If Boeser can stay healthy he will have played 75 games this season once it’s over. Even though that number is fewer than last season, his deployment has been close enough to last year’s campaign that his lower production is concerning.
This year Boeser has seen the most deployment with the likes of Elias Pettersson and Jake Debrusk, 15% of all time spent on this ice this season for Boeser has been with both players. After that line (still at this point in the season) Boeser’s second most deployed line also features Debrusk, but J.T. Miller as well.
Just looking at the facts around his deployment alone, it paints a compelling picture for why a depth piece like Boeser has been struggling to find stable ground this season.
Just like how Pettersson is now starting to show the fruits of his labour a bit more, likely aided by the distance from the J.T Miller saga from early this year, hopefully, Boeser can keep building off of this stability as well.
Boeser as of Late
Brock Boeser may be third on the team throughout the season, but until last nights OT loss against the St. Louis Blues where Boeser earned two goal, over the bulk of the last month, he was in a four-way tie for the 6th most productive Canuck.

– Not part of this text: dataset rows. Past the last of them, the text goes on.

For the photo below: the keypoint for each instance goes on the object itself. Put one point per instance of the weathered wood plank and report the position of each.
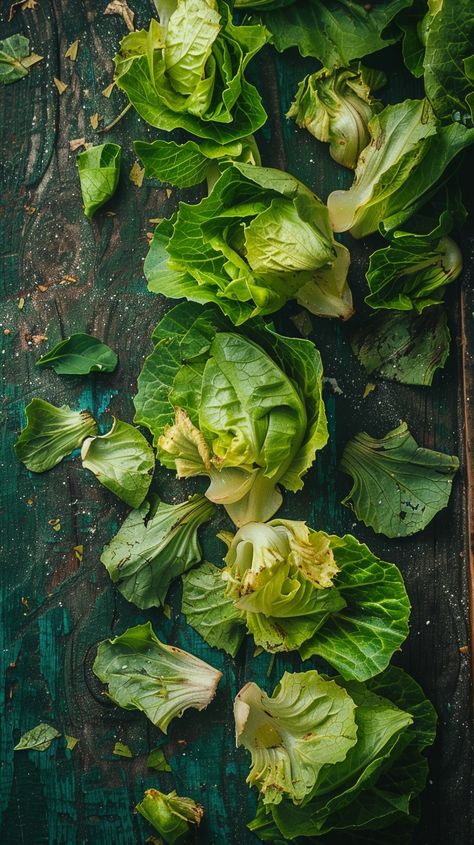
(54, 608)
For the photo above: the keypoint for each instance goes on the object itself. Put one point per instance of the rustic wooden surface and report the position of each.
(53, 607)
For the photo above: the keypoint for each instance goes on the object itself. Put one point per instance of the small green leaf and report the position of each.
(99, 171)
(37, 739)
(51, 433)
(79, 354)
(398, 487)
(122, 750)
(122, 460)
(157, 760)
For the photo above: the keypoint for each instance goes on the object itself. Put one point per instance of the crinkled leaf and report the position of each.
(398, 487)
(51, 433)
(79, 354)
(99, 171)
(170, 814)
(152, 547)
(163, 681)
(407, 348)
(37, 739)
(306, 724)
(122, 460)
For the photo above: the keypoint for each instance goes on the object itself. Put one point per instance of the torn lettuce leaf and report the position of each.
(404, 347)
(293, 588)
(170, 815)
(122, 460)
(15, 58)
(79, 354)
(398, 487)
(306, 724)
(372, 792)
(154, 545)
(412, 272)
(144, 674)
(51, 433)
(188, 164)
(335, 105)
(259, 239)
(397, 172)
(334, 31)
(246, 411)
(99, 171)
(37, 739)
(188, 71)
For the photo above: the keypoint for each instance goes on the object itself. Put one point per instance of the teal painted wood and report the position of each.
(54, 608)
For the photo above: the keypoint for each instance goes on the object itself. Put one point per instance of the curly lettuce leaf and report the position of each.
(144, 674)
(153, 546)
(406, 347)
(170, 815)
(99, 171)
(79, 354)
(398, 487)
(122, 460)
(51, 433)
(307, 723)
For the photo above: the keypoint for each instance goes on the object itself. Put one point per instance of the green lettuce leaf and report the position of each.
(99, 171)
(307, 723)
(79, 354)
(188, 71)
(404, 163)
(398, 487)
(15, 58)
(334, 31)
(170, 815)
(254, 440)
(336, 105)
(37, 739)
(406, 347)
(414, 270)
(154, 546)
(122, 460)
(51, 433)
(260, 238)
(448, 35)
(144, 674)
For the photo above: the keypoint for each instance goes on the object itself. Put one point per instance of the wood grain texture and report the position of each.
(53, 607)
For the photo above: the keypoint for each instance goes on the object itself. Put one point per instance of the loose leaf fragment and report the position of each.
(15, 58)
(154, 546)
(51, 433)
(37, 739)
(99, 171)
(406, 347)
(144, 674)
(79, 354)
(122, 460)
(398, 487)
(170, 815)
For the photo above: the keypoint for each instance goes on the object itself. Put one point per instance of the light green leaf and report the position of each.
(37, 739)
(154, 546)
(407, 347)
(169, 814)
(162, 681)
(99, 171)
(79, 354)
(210, 611)
(122, 460)
(157, 760)
(398, 487)
(51, 433)
(15, 58)
(307, 723)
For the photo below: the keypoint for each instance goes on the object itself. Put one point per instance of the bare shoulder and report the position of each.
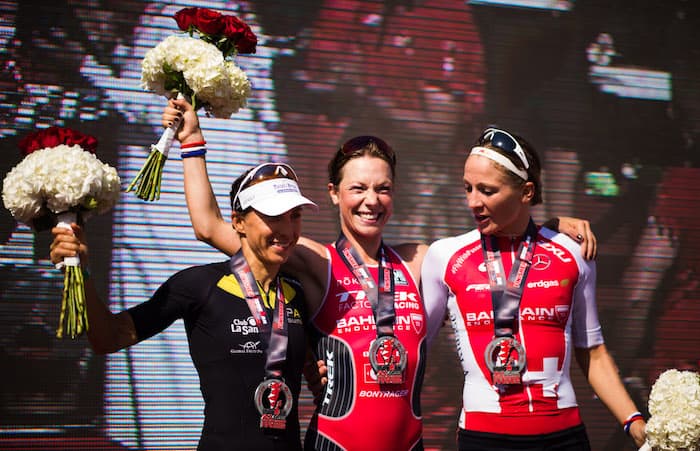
(309, 264)
(412, 254)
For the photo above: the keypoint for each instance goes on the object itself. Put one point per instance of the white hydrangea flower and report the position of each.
(60, 179)
(674, 405)
(221, 85)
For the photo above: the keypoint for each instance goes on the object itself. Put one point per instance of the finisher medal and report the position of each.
(505, 358)
(388, 358)
(273, 399)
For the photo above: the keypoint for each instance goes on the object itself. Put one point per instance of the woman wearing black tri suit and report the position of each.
(243, 317)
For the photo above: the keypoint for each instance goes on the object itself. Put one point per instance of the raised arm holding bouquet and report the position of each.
(60, 180)
(200, 69)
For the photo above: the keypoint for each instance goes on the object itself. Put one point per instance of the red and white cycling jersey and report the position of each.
(355, 411)
(557, 313)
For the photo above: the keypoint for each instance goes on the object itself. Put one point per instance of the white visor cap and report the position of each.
(274, 197)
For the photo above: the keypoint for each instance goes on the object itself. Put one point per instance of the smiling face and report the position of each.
(268, 241)
(500, 207)
(364, 196)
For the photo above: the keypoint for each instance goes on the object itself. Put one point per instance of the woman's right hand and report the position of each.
(69, 243)
(179, 111)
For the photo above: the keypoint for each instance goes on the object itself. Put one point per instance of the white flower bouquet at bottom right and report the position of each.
(674, 408)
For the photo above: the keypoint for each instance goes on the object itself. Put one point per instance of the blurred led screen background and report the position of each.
(607, 91)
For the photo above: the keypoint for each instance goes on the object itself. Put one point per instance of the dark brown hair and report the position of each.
(356, 147)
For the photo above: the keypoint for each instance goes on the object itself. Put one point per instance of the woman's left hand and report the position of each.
(580, 231)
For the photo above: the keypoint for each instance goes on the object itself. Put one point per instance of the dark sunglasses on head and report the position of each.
(504, 141)
(362, 142)
(266, 171)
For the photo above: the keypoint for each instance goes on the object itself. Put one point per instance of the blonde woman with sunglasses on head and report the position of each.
(369, 322)
(521, 301)
(243, 317)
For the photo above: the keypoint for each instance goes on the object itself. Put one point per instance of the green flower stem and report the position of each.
(73, 320)
(149, 177)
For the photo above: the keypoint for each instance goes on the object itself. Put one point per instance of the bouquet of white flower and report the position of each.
(674, 406)
(202, 70)
(60, 180)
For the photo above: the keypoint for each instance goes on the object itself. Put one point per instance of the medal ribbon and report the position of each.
(381, 295)
(506, 295)
(273, 331)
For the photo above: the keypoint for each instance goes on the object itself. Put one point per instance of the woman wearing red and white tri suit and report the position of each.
(369, 324)
(522, 304)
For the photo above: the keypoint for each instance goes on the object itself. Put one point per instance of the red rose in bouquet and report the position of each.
(164, 70)
(185, 18)
(60, 178)
(54, 136)
(209, 22)
(226, 32)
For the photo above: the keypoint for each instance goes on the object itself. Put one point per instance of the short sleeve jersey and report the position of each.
(557, 312)
(228, 352)
(355, 411)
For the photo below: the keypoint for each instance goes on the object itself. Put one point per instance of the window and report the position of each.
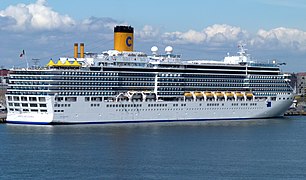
(42, 99)
(16, 98)
(32, 99)
(33, 105)
(23, 98)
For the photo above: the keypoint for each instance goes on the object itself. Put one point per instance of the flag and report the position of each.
(22, 54)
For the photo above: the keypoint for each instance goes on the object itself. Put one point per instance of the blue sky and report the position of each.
(271, 29)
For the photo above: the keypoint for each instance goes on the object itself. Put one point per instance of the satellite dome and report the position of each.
(168, 50)
(154, 49)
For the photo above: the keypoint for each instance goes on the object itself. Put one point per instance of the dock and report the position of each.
(2, 117)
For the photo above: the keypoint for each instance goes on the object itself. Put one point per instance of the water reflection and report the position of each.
(125, 128)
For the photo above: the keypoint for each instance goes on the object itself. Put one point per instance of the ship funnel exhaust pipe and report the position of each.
(82, 50)
(124, 38)
(76, 46)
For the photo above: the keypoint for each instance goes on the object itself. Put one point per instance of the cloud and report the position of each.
(280, 38)
(35, 16)
(98, 24)
(215, 34)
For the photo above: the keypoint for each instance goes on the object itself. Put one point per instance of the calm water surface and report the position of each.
(259, 149)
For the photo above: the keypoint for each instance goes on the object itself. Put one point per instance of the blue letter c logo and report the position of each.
(129, 41)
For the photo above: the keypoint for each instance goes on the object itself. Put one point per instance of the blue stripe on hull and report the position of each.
(129, 122)
(27, 122)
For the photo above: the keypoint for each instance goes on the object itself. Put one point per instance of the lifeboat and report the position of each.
(249, 95)
(135, 95)
(188, 94)
(122, 97)
(229, 95)
(149, 95)
(219, 95)
(198, 94)
(239, 95)
(209, 95)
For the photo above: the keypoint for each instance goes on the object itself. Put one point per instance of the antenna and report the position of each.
(35, 61)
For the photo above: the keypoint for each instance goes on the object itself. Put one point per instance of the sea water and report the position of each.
(253, 149)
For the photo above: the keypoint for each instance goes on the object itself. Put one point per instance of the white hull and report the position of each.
(126, 112)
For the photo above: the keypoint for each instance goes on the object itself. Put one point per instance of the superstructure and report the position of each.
(123, 86)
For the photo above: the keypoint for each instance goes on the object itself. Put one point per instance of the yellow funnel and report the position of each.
(123, 38)
(76, 50)
(82, 50)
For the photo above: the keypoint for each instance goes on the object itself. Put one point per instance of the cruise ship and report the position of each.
(124, 86)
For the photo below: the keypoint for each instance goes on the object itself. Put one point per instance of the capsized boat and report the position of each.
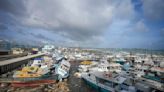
(107, 82)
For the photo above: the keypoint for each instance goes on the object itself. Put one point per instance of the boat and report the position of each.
(62, 69)
(32, 83)
(107, 67)
(106, 82)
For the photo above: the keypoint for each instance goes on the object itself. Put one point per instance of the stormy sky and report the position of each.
(84, 23)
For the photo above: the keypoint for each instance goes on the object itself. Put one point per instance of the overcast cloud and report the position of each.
(78, 22)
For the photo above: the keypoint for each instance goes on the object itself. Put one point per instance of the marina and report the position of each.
(81, 45)
(110, 72)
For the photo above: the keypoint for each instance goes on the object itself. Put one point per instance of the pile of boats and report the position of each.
(107, 76)
(44, 70)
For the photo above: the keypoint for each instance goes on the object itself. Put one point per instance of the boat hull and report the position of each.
(94, 86)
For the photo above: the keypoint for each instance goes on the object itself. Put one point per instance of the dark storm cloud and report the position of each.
(153, 9)
(15, 7)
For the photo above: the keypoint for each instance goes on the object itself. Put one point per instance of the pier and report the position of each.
(10, 64)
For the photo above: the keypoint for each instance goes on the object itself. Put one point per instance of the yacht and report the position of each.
(106, 82)
(62, 69)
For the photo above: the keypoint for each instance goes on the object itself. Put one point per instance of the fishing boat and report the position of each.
(62, 69)
(106, 82)
(107, 67)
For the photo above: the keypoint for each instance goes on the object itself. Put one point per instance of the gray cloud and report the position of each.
(76, 19)
(14, 7)
(153, 9)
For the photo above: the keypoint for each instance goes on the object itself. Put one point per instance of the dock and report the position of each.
(10, 64)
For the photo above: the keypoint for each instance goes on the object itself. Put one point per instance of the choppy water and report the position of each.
(77, 84)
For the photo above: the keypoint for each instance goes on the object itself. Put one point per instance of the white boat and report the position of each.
(106, 82)
(62, 69)
(108, 67)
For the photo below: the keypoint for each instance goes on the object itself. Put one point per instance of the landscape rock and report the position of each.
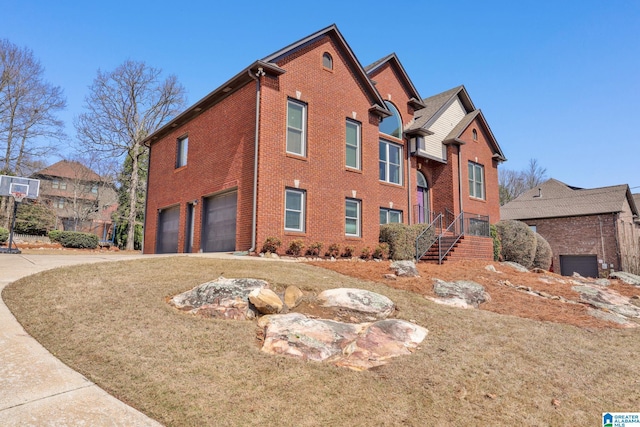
(292, 296)
(265, 301)
(221, 298)
(628, 278)
(360, 300)
(405, 268)
(356, 346)
(608, 300)
(470, 292)
(516, 266)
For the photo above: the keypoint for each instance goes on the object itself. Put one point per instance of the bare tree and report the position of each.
(123, 107)
(28, 107)
(514, 183)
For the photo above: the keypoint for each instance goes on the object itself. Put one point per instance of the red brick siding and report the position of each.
(583, 235)
(220, 158)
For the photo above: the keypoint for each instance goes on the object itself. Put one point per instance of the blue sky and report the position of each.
(558, 81)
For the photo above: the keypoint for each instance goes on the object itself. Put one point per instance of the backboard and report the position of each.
(11, 184)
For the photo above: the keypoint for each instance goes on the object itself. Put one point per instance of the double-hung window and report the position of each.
(388, 216)
(296, 127)
(353, 144)
(390, 162)
(294, 210)
(352, 217)
(182, 149)
(476, 180)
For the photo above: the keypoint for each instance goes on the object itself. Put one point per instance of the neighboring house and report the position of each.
(591, 231)
(309, 144)
(81, 199)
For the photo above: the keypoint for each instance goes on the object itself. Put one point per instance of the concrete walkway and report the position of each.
(36, 389)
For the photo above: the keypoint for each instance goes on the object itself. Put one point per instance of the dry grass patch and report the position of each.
(111, 323)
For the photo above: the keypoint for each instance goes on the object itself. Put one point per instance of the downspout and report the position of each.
(254, 209)
(409, 171)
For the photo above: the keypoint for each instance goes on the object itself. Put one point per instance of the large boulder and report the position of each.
(265, 301)
(628, 278)
(359, 300)
(222, 298)
(405, 268)
(356, 346)
(472, 293)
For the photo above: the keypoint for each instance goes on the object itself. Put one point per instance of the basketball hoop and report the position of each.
(18, 196)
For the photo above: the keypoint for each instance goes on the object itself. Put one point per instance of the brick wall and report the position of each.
(583, 235)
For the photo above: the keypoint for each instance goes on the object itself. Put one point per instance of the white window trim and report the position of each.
(357, 218)
(182, 151)
(303, 137)
(473, 181)
(358, 126)
(387, 211)
(386, 162)
(301, 212)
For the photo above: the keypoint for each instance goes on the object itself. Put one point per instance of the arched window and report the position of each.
(327, 61)
(392, 125)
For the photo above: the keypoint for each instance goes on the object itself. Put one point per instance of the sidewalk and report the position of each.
(36, 389)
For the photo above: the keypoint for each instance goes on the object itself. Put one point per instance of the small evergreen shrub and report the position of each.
(518, 242)
(4, 235)
(496, 242)
(543, 253)
(333, 250)
(381, 251)
(54, 235)
(77, 240)
(401, 239)
(295, 247)
(271, 244)
(348, 251)
(314, 249)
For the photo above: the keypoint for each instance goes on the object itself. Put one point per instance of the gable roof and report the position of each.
(269, 65)
(393, 61)
(69, 169)
(553, 199)
(436, 105)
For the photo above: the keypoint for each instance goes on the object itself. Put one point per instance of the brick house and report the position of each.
(81, 199)
(309, 144)
(590, 231)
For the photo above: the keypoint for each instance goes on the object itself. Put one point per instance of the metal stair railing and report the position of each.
(454, 231)
(428, 237)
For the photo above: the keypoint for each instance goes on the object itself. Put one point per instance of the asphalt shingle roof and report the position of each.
(554, 199)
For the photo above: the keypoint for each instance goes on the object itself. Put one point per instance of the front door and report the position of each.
(422, 198)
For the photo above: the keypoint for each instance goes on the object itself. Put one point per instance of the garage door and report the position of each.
(167, 236)
(584, 265)
(219, 223)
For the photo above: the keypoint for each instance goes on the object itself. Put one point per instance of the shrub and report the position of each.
(518, 242)
(496, 242)
(54, 235)
(295, 247)
(348, 251)
(4, 235)
(334, 250)
(271, 244)
(381, 251)
(74, 239)
(314, 249)
(401, 239)
(543, 255)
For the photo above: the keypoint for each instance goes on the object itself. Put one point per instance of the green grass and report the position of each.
(111, 322)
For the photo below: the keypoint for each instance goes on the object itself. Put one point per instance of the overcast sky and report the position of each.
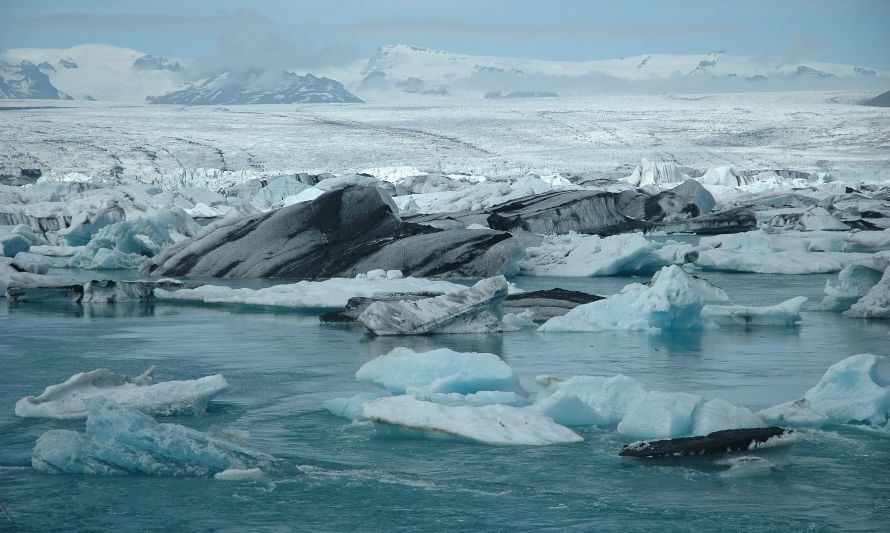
(338, 31)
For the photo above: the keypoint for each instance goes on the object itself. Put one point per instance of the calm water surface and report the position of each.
(335, 476)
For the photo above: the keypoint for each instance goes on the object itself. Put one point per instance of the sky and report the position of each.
(336, 32)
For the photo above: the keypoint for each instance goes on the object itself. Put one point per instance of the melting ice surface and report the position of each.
(282, 367)
(119, 440)
(69, 399)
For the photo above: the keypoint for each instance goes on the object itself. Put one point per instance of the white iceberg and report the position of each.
(328, 294)
(471, 310)
(69, 400)
(622, 403)
(786, 313)
(488, 424)
(875, 303)
(404, 371)
(673, 301)
(854, 282)
(119, 440)
(855, 390)
(577, 255)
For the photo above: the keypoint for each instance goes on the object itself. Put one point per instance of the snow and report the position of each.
(623, 404)
(119, 440)
(786, 313)
(471, 310)
(855, 390)
(577, 255)
(328, 294)
(672, 302)
(404, 371)
(488, 424)
(69, 400)
(588, 400)
(875, 303)
(854, 282)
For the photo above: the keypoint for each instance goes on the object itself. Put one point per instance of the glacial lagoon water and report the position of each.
(333, 475)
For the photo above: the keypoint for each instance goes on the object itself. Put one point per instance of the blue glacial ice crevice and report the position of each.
(855, 390)
(70, 400)
(119, 440)
(488, 424)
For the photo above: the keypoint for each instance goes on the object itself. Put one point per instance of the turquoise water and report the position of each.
(333, 475)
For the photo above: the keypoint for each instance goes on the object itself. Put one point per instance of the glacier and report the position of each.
(487, 424)
(404, 371)
(471, 310)
(855, 390)
(70, 400)
(119, 440)
(328, 294)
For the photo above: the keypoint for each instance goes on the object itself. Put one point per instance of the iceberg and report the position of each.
(577, 255)
(855, 390)
(588, 400)
(472, 310)
(786, 313)
(622, 403)
(119, 440)
(328, 294)
(854, 282)
(70, 400)
(488, 424)
(673, 301)
(875, 303)
(404, 371)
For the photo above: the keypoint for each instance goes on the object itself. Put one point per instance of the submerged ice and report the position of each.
(71, 399)
(119, 440)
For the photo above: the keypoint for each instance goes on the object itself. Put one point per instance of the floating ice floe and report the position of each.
(672, 302)
(404, 371)
(622, 403)
(854, 282)
(69, 400)
(786, 313)
(119, 440)
(489, 424)
(471, 310)
(876, 302)
(855, 390)
(788, 253)
(327, 294)
(579, 255)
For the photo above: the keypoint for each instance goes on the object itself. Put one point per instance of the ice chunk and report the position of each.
(717, 415)
(589, 400)
(875, 303)
(855, 390)
(327, 294)
(489, 424)
(405, 371)
(472, 310)
(786, 313)
(69, 399)
(661, 415)
(579, 255)
(351, 407)
(672, 302)
(853, 282)
(120, 440)
(239, 474)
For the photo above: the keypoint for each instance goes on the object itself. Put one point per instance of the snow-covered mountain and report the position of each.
(27, 80)
(99, 72)
(395, 67)
(289, 88)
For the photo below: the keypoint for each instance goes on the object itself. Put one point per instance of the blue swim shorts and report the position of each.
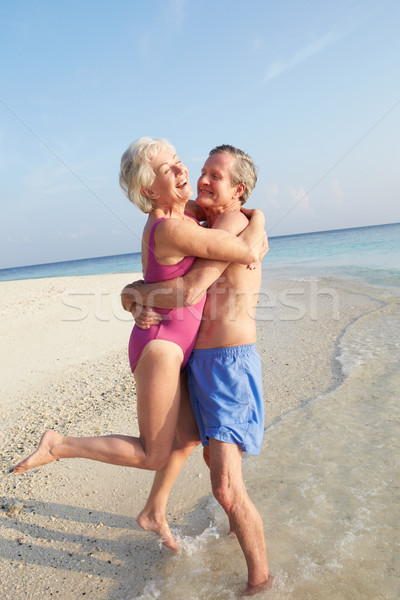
(226, 394)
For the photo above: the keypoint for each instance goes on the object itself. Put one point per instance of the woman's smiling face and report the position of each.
(171, 182)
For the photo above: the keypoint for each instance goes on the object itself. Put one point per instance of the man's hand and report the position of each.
(145, 316)
(128, 296)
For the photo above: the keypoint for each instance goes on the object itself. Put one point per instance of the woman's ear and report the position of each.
(149, 193)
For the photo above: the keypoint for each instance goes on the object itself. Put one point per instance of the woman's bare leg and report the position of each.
(152, 517)
(158, 395)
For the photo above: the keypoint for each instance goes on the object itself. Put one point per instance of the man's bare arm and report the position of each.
(187, 290)
(175, 293)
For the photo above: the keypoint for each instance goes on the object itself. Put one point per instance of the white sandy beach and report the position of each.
(68, 529)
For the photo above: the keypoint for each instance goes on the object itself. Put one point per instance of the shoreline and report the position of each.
(75, 530)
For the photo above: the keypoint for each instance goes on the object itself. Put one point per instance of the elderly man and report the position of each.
(224, 371)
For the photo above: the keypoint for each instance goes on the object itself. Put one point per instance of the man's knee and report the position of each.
(223, 492)
(156, 461)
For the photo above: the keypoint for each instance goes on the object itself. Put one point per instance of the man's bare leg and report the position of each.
(153, 515)
(228, 488)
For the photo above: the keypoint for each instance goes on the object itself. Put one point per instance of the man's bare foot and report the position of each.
(44, 453)
(251, 590)
(148, 523)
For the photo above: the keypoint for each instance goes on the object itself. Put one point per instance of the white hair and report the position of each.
(136, 170)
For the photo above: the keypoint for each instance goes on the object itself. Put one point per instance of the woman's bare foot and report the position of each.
(44, 453)
(261, 587)
(150, 523)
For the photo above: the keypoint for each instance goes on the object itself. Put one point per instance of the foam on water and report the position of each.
(326, 485)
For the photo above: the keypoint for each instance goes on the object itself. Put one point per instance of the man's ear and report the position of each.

Boeser was behind Pius Suter, Elias Pettersson, Nills Hoglander, Filip Hronek, Conor Garland in points production and tied with Jake Debrusk, Kiefer Sherwood and Quinn Hughes (mind you Quinn Hughes had an injury within the last month that kept him out of several games.) Now Boeser is firmly the 5th most productive Canucks over the last month of action.
Boeser is a depth player but he is not a bottom-six player, he should be producing like a capable top to middle six winger. He needs to be up there in the team’s leaderboard, higher even than the likes of Garland who always seems to be playing above his pay grade, and again until last nights game, was tied with Boeser for production on the year.
Hopefully, with EP40’s bounce back finally taking shape Boeser will be able to ride that wave and produce more secondary scoring. The recent 6-2 win against the Jets where Boeser earned 3 points was a great start to that goal on top of the more recent St. Louis game.
"I liked that our line played, not just our line, but our whole team played well and connected…Overall just a great game for us and now we have a huge road trip."
— Vancouver Canucks (@Canucks) March 19, 2025
🗣 Brock Boeser meets with the media after recording 3 points in the win over Winnipeg.#Canucks | @theprovince pic.twitter.com/hyKoN594k5
How the Canucks Should Use Boeser
The Canucks shouldn’t change up Boeser’s deployment. Keep him with Pettersson. Rick Tochett spoke in a media availability this week about playing Boeser with fewer strings attached, caring less if he is playing into every system correctly or making little mistakes here and there.
Like with Petey, there is no point in over-litigating or punishing everything he does wrong while he is trying to bust a slump. Tochett has the right approach; keep Boeser with the guy that is on the rise and don’t bench him if he blows a play here and there.
What Boeser Needs to Do
Boeser simply needs to do more of what he did against Winnipeg and St. Louis, show up in little ways every night and come out once and a while and steal the show.
The Canucks don’t need Boeser to be “the guy” all the time, that is not his role. But sometimes “the guys” need a break, and the depth needs to show up. If EP40 is still building his game back up and Quinn Hughes may not be at 100% for the rest of the year due to a lingering injury, they need games when players like Boeser can win it for them.
The road back to production is not as long for Boeser as it is for Pettersson, but Boeser still has his work cut out for him before the end of the season. If Boeser wants to stay a Canuck, how he handles himself in these remaining games will likely have a major impact on how management thinks about him heading up to July 1st.